13 Ekim 2021 tarihinde yayınlanmıştır.
Onu teşhîs etmeğe lüzûm yok ki, dervîş olma istidâdı olan kişi kendisi gelir zâten. Veyâhud şeyh, mürşid, arzu ederse, onu celb eder, alır. Meşâyih, sevdiği adam olursa, nazarıyla alır. Meselâ ben bazısına bakıyorum, seviyorum onu, alıyorum. Onun haberi bile olmaz. Bir daha ayrılmıyor benden. Bi inâyetillah, bi izzetillah, bi kudretillah, bi heybetillah, bi celâlillah, bi cemâlillah, böyle de olur. Bazen duâ ile alınır, bazen nazar ile alınır. Bir de size şunu söyleyeyim ki, hayatda en lezzetli meclis, zikrullah meclisidir ve âşıkların bir araya cem olmasıdır.
Efendi Hazretleri son cümlesiyle zikir meclislerinin câzibesine işâret buyurmuşlardır. Zîrâ pek çok kimse bu meclislerin feyz ü bereketi sâyesinde hak yola gelmişdir, sırât-ı müstakîme girmişdir. Zâten zikrullahı alenî yapmakdan maksad da budur yani gâfilleri uyandırmak ve halkı Hakk'a davet etmek içindir. Niceleri bu davete icâbet etmişdir, bundan sonra da edecekdir.
Efendi Hazretleri sohbetin devamında buyurdular ki :
Bazen mürîd de şeyhini çekebilir, alabilir. Allah o kuvveti vermişdir ona. Hakîkaten öyledir. Bak, Amerikalıların nazarı fazla, onlar bizi buraya çekiyorlar.

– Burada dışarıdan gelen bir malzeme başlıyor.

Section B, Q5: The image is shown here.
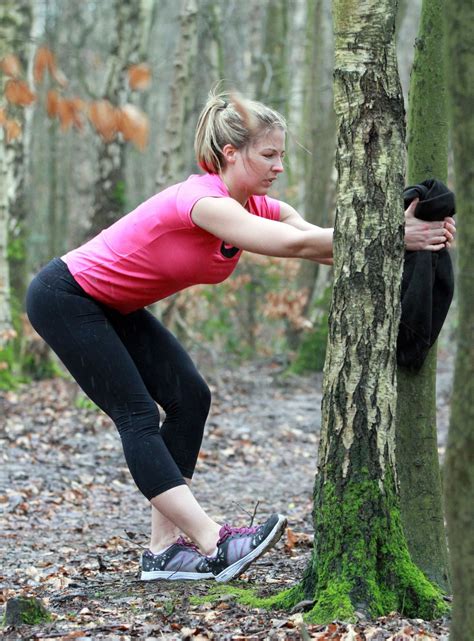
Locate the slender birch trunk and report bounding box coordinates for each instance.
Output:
[282,0,446,622]
[89,0,143,235]
[0,0,32,349]
[156,0,197,190]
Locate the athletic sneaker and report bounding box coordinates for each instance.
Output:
[207,514,286,582]
[141,536,214,581]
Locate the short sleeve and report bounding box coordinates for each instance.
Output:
[249,196,280,221]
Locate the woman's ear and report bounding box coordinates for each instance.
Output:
[222,144,237,165]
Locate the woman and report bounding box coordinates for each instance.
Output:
[27,94,454,581]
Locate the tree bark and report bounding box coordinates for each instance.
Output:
[397,0,450,591]
[290,0,445,622]
[445,0,474,641]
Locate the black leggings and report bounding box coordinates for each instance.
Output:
[26,258,211,499]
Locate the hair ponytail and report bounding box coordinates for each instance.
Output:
[194,91,286,174]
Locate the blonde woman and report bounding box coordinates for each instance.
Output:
[27,94,454,581]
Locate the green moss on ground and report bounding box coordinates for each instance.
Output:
[190,584,304,610]
[2,597,52,626]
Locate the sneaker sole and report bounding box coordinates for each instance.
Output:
[140,570,214,581]
[215,514,287,583]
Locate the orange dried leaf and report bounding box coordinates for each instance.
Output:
[5,80,36,107]
[0,53,21,78]
[88,100,118,142]
[117,105,150,151]
[33,47,56,84]
[3,120,21,143]
[285,527,298,550]
[128,63,151,91]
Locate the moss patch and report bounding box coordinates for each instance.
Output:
[3,597,52,625]
[303,470,448,624]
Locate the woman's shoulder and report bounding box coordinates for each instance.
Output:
[180,173,229,196]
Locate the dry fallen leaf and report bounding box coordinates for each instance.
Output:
[5,79,36,107]
[128,63,151,90]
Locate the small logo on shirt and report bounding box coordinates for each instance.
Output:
[221,242,240,258]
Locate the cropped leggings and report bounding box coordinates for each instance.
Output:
[26,258,211,499]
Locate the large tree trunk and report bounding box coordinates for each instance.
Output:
[445,0,474,641]
[294,0,444,622]
[0,0,31,349]
[397,0,449,591]
[89,0,143,235]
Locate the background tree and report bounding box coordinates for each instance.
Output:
[286,0,444,622]
[397,0,449,591]
[89,0,150,235]
[0,0,34,360]
[445,0,474,641]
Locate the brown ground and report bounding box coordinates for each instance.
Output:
[0,354,452,641]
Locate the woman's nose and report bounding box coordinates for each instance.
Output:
[272,158,285,174]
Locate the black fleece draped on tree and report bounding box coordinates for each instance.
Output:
[397,179,455,371]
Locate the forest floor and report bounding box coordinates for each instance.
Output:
[0,353,452,641]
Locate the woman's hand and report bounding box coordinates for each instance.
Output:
[405,198,456,251]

Büyük bir veliyullah vardı, uzun zamandır halvethânesinde ibâdet yapıyordu. Diyor ki, "Bir gün canım sıkıldı ve dışarı çıkmak ihtiyâcını duydum. Sonra çıkdım ve bilmeyerek gidiyorum yani nereye gitdiğimi bilmeden gidiyorum, beni bir kuvvet çekiyor. Epey bir müddet yürüdükden sonra bir ibâdethâneye geldim, orada bir delikanlı, ibâdet ediyordu. Bana dedi ki, 'Şeyh Efendi, size bir sorum var, lütfen benim bu müşkülümü hallediniz'. Ben onun sorusuna cevâb verdim ve anladım ki, o çocuğun gönlü beni oraya çekdi. Ve kendisinden ricâ etdim dedim ki, "Bir dahaki sefere lütfen sen bana gel çünkü ben ihtiyârım, bu kadar yolu yürümem zor, sen gençsin, kolayca gelirsin".
Benim başıma da geldi. Bir kaç defa anlatdım ama burda tekrar söyleyeyim. 60 ihtilâlinde bizi bi-gayr-ı hak alıp götürdüler. Ben siyâsî bir adam değilim, bir partiyle filan da alakam yok. Haksız yere hapishâneye götürdüler beni. Gitdim, orda bir adam var, iftirâya uğramış, hapishânede kalmış, Hulki Bey nâmında birisi. Beni görünce dedi ki, "Ben duâ etdim Cenâb-ı Hakk'a, dedim ki, yâ Rabbi buraya bir mürşid gönder, ben ona bîat edeyim". Dedim "Yâhu böyle duâ mı olur! Yâ Rabbi beni burdan âzâd et, ben burdan çıkayım, dışarıda bir mürşid bulayım deseydin ya. Beni niye buraya getirdin". Sonra beni koyverdiler, berâat etdim. Anladım ki o adamın duâsı beni oraya götürdü. Yâ Rabbi beni burdan âzâd et de dışarıda bir mürşid bulayım diyeceğine, buraya bir mürşid gönder diye duâ etmiş, yani ayağına mürşid çağırıyor. Beni götürdüler içeriye. Bazen de öyle oluyor işte. Bazen mürîdân Allah'a âşık olursa, Allah'a karîb olursa, mürşidini ayağına getirir.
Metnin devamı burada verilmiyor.